Depression among older adults is an often-overlooked health crisis. Studies show that more than half of all people older than 60 diagnosed with depression fail to respond to initial treatment programs. In general, a psychotropic medication such as Lexapro (escitalopram) is one option of many as a first treatment. A variety of factors, however, complicate the successful treatment of elderly depression. Comorbid conditions, such as anxiety or poor physical health, may exacerbate the symptoms of depression. For reasons not fully understood, elderly patients respond more slowly to psychotropic medications in general. The patient’s level of independence likewise contributes to the success or failure of standard treatments. Despite the well-documented difficulty of treating depression in the elderly, relatively little work has been done to find more age-appropriate solutions to the problem.
In the case of elderly adults with depression, behavioral therapy may be at least as important as medication. One form of therapy known as depression care management (DCM) focuses on educating the patient about depression, their treatment, and practical measures for improving mood and daily functioning.

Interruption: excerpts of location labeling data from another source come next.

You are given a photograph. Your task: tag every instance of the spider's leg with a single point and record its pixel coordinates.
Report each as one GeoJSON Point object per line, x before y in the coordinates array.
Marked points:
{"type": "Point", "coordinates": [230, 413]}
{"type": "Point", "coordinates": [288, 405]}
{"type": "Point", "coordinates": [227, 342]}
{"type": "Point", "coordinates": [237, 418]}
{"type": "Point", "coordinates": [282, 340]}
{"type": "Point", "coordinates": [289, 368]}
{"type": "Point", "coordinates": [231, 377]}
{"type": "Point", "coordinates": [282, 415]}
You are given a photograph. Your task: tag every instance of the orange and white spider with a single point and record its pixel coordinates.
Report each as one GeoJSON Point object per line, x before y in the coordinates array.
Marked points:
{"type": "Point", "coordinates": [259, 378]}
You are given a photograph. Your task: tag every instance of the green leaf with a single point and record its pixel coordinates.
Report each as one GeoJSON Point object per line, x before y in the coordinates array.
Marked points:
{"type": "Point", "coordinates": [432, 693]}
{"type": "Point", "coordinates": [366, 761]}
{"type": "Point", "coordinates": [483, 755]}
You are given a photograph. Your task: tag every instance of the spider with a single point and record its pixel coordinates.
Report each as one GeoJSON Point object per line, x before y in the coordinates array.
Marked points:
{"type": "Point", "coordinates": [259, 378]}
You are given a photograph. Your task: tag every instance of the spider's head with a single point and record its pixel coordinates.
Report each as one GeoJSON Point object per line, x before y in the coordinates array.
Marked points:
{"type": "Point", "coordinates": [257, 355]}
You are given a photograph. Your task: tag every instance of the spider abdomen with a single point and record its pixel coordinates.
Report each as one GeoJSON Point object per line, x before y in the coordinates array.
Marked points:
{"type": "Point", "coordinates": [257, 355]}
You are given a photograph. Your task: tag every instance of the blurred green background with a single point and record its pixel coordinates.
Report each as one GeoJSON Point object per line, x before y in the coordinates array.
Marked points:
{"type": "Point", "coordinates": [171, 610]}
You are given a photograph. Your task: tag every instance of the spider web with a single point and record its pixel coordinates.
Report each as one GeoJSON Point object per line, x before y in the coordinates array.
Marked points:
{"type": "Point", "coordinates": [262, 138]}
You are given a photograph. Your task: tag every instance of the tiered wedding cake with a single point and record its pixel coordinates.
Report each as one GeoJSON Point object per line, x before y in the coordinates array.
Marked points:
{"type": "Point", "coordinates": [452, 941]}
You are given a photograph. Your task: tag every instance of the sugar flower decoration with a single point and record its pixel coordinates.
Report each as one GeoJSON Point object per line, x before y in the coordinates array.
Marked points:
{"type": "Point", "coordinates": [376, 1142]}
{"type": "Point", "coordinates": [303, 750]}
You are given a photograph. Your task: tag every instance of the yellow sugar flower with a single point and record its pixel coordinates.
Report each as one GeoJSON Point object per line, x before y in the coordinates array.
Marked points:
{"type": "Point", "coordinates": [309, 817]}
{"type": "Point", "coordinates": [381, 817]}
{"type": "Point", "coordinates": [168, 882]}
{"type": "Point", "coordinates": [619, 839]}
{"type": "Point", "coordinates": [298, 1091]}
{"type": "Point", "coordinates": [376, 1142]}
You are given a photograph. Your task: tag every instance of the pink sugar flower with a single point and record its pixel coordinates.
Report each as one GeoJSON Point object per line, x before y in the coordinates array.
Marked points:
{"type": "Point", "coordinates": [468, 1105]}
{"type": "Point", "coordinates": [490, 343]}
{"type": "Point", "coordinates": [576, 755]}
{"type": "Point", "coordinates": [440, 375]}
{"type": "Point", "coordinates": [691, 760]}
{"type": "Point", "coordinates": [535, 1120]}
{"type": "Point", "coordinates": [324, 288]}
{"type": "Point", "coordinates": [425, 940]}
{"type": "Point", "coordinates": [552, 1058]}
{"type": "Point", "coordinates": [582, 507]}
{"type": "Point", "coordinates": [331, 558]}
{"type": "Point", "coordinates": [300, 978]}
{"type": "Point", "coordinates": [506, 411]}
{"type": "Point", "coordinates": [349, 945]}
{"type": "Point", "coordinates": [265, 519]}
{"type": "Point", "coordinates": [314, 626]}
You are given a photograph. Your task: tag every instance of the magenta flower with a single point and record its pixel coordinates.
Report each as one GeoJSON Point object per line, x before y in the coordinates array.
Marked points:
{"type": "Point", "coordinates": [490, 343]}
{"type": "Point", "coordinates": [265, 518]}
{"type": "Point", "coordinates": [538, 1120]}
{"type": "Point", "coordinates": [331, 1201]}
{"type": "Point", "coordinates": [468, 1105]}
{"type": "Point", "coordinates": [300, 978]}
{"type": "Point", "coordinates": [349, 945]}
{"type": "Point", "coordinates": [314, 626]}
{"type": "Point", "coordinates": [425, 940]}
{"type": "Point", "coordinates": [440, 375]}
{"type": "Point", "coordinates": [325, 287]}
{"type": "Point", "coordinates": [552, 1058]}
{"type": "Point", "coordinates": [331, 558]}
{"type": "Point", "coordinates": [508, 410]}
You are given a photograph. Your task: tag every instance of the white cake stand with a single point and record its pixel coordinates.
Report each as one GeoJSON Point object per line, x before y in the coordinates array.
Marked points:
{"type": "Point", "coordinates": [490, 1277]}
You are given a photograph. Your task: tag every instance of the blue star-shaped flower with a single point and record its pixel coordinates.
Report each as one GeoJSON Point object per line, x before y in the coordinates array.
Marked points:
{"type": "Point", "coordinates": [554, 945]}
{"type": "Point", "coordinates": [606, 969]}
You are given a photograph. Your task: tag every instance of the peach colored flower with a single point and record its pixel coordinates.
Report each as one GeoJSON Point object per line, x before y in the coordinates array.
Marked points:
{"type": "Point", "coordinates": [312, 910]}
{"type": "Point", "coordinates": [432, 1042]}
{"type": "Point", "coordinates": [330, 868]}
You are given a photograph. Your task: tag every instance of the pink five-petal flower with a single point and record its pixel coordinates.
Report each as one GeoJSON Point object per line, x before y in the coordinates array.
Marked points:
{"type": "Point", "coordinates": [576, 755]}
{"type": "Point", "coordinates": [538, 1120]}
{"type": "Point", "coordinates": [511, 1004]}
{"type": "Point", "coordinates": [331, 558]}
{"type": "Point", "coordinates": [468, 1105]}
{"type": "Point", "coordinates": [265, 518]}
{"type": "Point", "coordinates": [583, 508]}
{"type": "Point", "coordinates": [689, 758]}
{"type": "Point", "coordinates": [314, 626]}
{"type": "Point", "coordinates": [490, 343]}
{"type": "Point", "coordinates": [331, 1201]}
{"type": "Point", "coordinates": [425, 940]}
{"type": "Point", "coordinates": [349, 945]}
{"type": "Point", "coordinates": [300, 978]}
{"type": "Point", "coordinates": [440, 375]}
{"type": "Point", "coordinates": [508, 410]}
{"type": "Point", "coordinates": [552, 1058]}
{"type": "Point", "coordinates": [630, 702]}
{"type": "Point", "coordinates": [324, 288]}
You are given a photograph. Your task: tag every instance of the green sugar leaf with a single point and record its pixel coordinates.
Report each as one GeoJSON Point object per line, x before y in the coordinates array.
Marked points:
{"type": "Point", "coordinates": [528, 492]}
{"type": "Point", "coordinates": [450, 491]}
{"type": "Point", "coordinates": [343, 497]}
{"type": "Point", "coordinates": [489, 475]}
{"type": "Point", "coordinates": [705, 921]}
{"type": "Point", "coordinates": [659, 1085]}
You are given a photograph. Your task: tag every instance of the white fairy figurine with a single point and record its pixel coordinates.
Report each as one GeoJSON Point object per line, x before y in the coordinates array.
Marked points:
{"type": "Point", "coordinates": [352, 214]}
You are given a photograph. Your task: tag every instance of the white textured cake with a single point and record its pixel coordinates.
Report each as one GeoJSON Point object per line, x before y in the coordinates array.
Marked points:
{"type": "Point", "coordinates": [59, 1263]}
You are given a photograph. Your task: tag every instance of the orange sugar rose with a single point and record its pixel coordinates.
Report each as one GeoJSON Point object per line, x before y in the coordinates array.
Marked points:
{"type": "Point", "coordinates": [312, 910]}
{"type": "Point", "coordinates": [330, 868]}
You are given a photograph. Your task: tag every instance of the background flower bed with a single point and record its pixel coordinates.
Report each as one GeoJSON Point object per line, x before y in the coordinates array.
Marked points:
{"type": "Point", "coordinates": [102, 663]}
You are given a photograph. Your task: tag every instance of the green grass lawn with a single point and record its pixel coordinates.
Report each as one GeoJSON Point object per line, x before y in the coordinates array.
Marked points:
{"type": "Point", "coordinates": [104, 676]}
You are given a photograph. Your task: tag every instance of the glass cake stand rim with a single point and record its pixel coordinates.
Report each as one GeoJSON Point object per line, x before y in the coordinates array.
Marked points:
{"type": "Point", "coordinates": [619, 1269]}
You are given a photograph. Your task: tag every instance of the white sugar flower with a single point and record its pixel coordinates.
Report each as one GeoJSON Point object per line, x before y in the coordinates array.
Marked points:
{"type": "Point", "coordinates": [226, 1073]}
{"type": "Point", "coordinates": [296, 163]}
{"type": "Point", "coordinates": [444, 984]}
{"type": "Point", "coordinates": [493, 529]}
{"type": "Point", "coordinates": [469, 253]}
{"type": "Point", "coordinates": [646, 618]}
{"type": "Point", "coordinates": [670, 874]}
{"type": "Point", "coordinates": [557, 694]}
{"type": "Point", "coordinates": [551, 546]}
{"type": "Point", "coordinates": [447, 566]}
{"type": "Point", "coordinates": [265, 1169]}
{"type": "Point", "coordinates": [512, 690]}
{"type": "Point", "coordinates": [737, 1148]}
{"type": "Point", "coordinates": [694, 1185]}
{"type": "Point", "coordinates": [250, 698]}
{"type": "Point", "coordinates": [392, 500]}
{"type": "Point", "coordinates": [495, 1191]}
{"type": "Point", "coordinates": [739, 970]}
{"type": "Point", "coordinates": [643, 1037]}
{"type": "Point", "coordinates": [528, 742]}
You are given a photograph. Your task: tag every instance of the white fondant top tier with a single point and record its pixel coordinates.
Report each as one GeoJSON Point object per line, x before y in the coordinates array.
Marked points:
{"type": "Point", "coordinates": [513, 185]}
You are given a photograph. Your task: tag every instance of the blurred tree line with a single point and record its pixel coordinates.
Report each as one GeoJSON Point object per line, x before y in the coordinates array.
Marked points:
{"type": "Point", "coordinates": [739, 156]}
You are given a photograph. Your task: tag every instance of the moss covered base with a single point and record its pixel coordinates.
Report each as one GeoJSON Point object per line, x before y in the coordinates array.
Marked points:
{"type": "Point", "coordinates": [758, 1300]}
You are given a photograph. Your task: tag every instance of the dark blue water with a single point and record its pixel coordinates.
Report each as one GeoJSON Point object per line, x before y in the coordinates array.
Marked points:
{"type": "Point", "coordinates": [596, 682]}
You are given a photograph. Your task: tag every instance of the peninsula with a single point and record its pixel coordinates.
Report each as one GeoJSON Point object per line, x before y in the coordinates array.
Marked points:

Another therapy, known as interpersonal psychotherapy (IPT), is more intense and individually targeted. IPT resembles traditional cognitive-behavioral therapy, whereas DCM is more akin to routine counseling.
In a study of elderly adults, researchers tested whether DCM alone or coupled with IPT is more beneficial for those with a history of poor response to antidepressant medication. Study participants were administered standard prescriptions for Lexapro, which was increased as needed after an initial 6 weeks. People who experienced remission with medication alone were dropped from the study. Poor responders were divided into a DCM group and a DCM plus IPT group. Eighty percent of these individuals saw some improvement, while half experienced full remission of symptoms. Interestingly, there were no significant differences between the groups. Researchers theorized that “quantity” of therapeutic attention was less important than the existence of the attention at all. Therefore, the addition of DCM alone produced benefits; adding IPT did not produce more benefits.
The study was somewhat limited because researchers did not control for external variables, other than medical conditions that might argue against the use of Lexapro. In addition, some patients might have improved simply because of increased dosages and not behavioral interventions. More investigation is necessary to answer such questions.
Reynolds III, C. F., Dew, M. A., Martire, L. M., Miller, M. D., Cyranowski, J. M., Lenze, E., et al. (2010). Treating depression to remission in older adults: a controlled evaluation of combined escitalopram with interpersonal psychotherapy versus escitalopram with depression care management. International Journal of Geriatric Psychiatry, 25(11), 1134-1141.